Although a large percentage of Dutch parliament members are in favour, the bill introducing a "house for whistleblowers" is being heavily criticised. The criticism is largely directed at the combined investigatory and advisory role of the new authority and the investigative powers of this authority, which may interfere with investigations by existing criminal and regulatory authorities.

The bill currently pending before the Second Chamber envisages the introduction of a "house for whistleblowers", which will be part of the Dutch National Ombudsman's office. According to the bill, the "house" will have the combined functions of acting as an advisor to whistleblowers, an office for the reporting of issues and an investigator into the issues that are being reported. The "house" can also investigate how an employer has treated the whistleblower. The bill introduces a statutory safeguard against whistleblowers being dismissed and a legal requirement for companies that employ more than 50 employees to have a whistleblower policy in place. The bill applies to the public and the private sector.

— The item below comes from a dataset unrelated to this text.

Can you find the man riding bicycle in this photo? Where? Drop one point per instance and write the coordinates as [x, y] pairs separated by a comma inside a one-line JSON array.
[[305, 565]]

The Dutch Association for Medium and Small Enterprises (VNO-NCW), the Dutch Association for Listed Companies (VEUO), the Dutch Minister of Internal Affairs and certain regulators (the AFM and DNB) are among some of the opponents of this bill. The combination of the advisory and investigatory functions in the same organisation is especially criticised. The objectivity of an investigator could be impaired if it is, at the same time, acting as an advisor for a whistleblower.

In addition, the authority granted by the bill to the "house for whistleblowers" to investigate reported issues is likely to overlap with the authority of several other authorities, such as the AFM, DNB or the Dutch Public Prosecutor's Office. The Minister and certain regulators have pointed out the potentially harmful interference with investigations existing authorities are undertaking. Additionally, some commentators fear that if enacted, the bill will increase the administrative burden for listed companies, especially since the Dutch Corporate Governance Code already requires a whistleblower policy to be in place.

Whether parliament addresses the criticism remains to be seen; the final debate on the bill is scheduled to take place in the next few months.